Richard Wistreich (Manchester), selbst ausführender Interpret alter Musik, widmete sich mit „Who sings the cantus part? Boys, women and men as performers of sixteenth century secular music“ eben jener oftmals ungeklärten Frage und erwähnte verschiedene Beispiele für die Besetzung der Cantus-Stimme in unterschiedlichen Quellen. So zeigte er etwa einen Brief, den der Dichter Angelo Poliziano im Jahr 1488 an Pico della Mirandola verfasst hatte, in dem die Besetzung des Soprans durch Frauen oder Knaben offen gelassen wurde. Wistreich hob sodann hervor, dass das Madrigal das erste Genre gewesen sei, in dem Frauen eine zentrale Rolle spielten. Auch auf Bilder ging Wistreich ein. Dabei hob er die zum Teil gegenläufigen Informationen in Texten und Bildern hervor. So gebe es zum Beispiel ikonographische Belege für gemischte Ensembles, die jedoch in Texten nicht nachzuweisen sind.
Eine stimmphysiologische Perspektive bot Ann-Christine Mecke (Leipzig) mit dem Thema „Eigenschaften von Knabenstimmen damals und heute“. Demnach widmete sie sich nicht nur den Eigenschaften von Knabenstimmen im 15. und 16. Jahrhundert, sondern stellte auch die Unterschiede zu heutigen Knabenstimmen heraus.
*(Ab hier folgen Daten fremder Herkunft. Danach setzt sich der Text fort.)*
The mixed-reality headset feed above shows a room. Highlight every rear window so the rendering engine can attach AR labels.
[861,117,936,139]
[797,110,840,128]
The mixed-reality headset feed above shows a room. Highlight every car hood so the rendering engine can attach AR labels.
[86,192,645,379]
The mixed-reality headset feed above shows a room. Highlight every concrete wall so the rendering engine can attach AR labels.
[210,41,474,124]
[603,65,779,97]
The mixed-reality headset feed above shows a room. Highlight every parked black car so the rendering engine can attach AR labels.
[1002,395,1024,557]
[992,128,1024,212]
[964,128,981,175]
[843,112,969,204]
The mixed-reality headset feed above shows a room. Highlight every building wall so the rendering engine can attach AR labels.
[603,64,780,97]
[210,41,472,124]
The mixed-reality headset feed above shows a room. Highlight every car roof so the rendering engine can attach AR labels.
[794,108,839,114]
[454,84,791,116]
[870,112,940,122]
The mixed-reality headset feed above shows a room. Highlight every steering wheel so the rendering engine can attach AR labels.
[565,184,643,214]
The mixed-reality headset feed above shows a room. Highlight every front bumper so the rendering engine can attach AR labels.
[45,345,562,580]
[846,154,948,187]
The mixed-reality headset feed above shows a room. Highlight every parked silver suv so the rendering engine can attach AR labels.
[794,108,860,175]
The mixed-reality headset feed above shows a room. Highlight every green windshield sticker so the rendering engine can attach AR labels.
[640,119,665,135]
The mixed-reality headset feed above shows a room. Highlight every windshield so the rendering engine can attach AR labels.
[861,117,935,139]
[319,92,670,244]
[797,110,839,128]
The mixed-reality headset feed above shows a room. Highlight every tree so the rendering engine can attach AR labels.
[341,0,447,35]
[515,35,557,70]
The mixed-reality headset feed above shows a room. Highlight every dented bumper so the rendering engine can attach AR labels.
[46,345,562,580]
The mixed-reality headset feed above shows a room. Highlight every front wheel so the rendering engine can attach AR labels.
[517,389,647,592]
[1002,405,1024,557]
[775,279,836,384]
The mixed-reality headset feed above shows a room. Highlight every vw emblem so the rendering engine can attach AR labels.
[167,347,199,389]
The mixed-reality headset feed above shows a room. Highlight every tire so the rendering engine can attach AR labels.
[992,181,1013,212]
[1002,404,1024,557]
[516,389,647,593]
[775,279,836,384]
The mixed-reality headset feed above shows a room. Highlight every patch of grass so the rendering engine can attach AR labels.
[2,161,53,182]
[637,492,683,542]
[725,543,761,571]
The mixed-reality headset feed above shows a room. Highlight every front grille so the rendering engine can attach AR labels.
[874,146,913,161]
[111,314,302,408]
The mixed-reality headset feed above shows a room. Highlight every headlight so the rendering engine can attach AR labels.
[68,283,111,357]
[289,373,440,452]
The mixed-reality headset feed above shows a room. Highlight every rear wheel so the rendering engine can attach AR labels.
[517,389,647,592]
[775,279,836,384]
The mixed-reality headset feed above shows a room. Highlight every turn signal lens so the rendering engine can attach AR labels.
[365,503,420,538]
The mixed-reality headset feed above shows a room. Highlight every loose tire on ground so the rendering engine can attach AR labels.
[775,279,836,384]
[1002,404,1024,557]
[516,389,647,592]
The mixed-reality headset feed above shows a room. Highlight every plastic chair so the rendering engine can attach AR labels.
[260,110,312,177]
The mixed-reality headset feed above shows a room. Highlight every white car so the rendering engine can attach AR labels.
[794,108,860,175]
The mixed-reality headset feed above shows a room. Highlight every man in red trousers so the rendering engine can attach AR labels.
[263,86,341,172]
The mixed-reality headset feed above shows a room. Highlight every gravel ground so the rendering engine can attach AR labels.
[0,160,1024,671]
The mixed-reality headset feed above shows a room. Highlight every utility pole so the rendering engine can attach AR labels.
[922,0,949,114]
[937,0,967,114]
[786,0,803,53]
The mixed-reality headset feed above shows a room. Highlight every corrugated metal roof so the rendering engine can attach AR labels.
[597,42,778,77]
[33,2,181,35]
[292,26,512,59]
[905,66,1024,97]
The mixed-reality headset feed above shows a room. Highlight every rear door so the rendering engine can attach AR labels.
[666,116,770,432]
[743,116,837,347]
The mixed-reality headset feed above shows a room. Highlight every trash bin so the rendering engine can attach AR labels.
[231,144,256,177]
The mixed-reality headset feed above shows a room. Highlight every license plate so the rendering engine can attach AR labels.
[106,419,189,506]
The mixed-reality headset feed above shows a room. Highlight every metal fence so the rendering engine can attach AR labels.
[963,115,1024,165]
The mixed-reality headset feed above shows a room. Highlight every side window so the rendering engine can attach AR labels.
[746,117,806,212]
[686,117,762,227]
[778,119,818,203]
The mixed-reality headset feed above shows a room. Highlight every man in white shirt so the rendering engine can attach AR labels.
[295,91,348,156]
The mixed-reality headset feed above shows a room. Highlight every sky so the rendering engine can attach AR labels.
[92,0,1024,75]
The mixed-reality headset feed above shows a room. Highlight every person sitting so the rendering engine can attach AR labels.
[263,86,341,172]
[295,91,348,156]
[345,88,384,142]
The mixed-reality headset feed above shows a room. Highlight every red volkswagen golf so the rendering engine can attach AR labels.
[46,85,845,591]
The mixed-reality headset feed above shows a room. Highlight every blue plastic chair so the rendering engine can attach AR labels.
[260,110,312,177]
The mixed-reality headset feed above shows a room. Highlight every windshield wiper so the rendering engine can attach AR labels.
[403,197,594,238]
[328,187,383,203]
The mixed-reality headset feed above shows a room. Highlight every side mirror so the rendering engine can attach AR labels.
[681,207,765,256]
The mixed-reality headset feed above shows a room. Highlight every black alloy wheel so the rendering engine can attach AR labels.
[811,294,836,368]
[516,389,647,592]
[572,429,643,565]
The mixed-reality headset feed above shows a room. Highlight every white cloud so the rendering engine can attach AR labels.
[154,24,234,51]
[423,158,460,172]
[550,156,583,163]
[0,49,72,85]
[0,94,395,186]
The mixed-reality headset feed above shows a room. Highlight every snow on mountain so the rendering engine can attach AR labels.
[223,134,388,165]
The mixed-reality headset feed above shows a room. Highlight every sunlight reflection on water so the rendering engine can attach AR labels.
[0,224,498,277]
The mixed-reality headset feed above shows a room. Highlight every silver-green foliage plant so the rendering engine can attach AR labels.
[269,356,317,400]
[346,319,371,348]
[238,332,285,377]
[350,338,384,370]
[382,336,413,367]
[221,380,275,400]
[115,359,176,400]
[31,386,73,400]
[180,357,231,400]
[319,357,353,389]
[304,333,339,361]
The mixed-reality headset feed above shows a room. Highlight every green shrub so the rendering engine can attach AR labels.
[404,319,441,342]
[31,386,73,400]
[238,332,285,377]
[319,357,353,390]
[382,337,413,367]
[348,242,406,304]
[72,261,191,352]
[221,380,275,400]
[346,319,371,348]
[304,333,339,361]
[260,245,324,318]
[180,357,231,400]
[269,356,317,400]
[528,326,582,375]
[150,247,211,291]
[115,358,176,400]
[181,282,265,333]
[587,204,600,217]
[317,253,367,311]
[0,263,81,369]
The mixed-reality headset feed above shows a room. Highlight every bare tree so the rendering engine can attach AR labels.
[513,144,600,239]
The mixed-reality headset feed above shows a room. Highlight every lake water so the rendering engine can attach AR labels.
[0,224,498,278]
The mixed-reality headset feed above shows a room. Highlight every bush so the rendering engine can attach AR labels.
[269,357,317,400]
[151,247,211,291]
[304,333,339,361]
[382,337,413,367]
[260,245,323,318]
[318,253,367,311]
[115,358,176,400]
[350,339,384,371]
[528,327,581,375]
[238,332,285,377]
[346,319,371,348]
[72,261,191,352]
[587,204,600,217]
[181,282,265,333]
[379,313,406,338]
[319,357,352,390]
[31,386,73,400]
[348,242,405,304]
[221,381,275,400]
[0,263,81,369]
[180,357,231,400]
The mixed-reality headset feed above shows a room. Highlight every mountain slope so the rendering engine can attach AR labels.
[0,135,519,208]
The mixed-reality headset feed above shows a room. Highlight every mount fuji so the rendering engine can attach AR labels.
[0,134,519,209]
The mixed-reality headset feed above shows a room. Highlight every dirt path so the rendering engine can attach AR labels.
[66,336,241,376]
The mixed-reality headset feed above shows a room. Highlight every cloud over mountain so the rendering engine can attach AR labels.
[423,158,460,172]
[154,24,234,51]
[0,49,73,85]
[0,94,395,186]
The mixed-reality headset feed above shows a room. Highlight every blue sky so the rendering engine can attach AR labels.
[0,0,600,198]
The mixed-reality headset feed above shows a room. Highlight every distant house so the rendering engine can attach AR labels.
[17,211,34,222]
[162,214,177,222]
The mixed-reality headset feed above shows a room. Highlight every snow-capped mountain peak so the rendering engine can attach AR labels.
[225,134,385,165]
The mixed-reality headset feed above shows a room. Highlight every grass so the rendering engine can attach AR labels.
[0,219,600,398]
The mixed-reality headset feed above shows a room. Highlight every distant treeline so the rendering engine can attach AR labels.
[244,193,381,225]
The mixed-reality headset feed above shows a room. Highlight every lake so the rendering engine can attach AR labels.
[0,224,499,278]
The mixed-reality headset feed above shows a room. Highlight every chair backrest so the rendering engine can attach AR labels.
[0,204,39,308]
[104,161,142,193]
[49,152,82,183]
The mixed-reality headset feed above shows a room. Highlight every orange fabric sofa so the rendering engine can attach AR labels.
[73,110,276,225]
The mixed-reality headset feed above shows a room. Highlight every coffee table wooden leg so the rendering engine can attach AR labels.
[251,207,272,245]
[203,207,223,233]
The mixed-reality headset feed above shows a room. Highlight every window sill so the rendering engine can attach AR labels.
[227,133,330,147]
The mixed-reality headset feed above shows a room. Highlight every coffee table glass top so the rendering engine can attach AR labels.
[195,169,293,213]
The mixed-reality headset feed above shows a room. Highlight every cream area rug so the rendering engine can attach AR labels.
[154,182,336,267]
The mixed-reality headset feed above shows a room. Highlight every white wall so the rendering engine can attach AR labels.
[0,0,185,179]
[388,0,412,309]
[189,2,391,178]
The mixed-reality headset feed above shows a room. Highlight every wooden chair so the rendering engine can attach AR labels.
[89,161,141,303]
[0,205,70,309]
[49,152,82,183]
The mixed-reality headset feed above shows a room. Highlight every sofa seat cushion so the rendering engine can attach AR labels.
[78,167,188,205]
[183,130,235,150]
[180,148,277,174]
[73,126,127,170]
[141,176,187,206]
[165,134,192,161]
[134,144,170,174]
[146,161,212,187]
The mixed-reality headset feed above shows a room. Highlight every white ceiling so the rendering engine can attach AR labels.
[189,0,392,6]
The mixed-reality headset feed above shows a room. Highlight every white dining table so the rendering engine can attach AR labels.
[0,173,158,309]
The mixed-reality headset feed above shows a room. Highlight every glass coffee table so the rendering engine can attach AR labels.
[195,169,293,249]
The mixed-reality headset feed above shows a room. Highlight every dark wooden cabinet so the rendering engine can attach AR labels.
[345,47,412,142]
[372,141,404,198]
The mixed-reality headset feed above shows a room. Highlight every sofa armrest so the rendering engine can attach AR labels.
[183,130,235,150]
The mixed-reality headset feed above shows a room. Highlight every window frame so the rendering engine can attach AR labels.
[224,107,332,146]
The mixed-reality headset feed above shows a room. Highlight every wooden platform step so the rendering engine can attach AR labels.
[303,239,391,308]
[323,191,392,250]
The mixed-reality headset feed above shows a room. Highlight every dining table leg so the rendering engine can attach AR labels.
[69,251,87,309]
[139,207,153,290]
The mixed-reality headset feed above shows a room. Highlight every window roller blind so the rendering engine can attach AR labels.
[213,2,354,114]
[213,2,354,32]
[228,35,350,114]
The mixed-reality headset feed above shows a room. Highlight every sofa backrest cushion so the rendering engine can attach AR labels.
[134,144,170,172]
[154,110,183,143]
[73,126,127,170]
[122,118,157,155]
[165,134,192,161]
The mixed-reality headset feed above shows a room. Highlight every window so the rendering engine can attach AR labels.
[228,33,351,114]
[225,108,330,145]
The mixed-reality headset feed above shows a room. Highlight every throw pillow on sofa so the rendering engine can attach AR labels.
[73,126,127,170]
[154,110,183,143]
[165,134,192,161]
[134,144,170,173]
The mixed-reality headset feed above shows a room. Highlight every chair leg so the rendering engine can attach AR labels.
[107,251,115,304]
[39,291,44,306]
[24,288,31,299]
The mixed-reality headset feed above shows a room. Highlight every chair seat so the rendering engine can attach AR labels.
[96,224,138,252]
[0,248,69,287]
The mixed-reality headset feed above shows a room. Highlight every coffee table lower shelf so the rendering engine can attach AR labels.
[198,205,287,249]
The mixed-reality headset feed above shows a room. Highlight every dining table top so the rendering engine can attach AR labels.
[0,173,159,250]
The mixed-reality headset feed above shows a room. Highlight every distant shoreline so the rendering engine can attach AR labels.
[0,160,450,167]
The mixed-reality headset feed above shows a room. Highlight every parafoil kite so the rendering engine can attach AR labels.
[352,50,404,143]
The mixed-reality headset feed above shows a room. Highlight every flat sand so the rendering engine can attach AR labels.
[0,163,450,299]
Dabei ging sie auf drei Hauptaspekte ein: Zuerst ging es um die körperlichen und geistigen Unterschiede zwischen Knaben der Renaissance und unserer Zeit. Sodann erläuterte Mecke die stimmphysiologischen Unterschiede von Knabenstimmen zu Countertenören und Frauenstimmen. Drittens wurde schließlich der Unterschied zu Mädchenstimmen thematisiert. Ihre Ausführungen unterfütterte Mecke mit eigens durchgeführten und aufgenommenen Stimmversuchen.
Ein Gesprächskonzert mit dem Titel „Singende Knaben damals und heute“ ermöglichte im Anschluss ein akustisches Erleben der im Rahmen der Tagung thematisierten Aspekte. Unter der Leitung von Alfred Gross sangen die Knaben der Capella vocalis Reutlingen und des Friedrich-Schiller-Gymnasiums Pfullingen Vokalwerke der Renaissance und gingen anschließend auf Fragen des Auditoriums ein.
Den abschließenden Vortrag des Symposiums hielt Björn R. Tammen (Wien). Mit dem ikonographischen Beitrag „Die Hand auf der Schulter – Ein Bildtopos und seine Koordinaten zwischen Gestik, Performanz und Gruppenidentität“ bot er eine interdisziplinäre Perspektive zwischen Musikwissenschaft und Kunstgeschichte. Dabei diskutierte er die unterschiedlichen Lesarten dieses Bildtopos’. So zog er etwa aufführungspraktische Funktionen im Sinne einer nonverbalen Kommunikation in Erwägung. Auch die durch das Auflegen der Hand suggerierte Gruppenidentität sowie der Aspekt der Schutzbedürftigkeit der Sängerknaben einerseits und das Ausüben von Kontrolle und Disziplinierung andererseits fanden bei Tammen Erwähnung.
Der Tagungsband wird 2012 im Bärenreiter-Verlag Kassel unter dem Reihentitel troja. Jahrbuch für Renaissancemusik als Band 10 erscheinen. Herausgeberin ist Nicole Schwindt.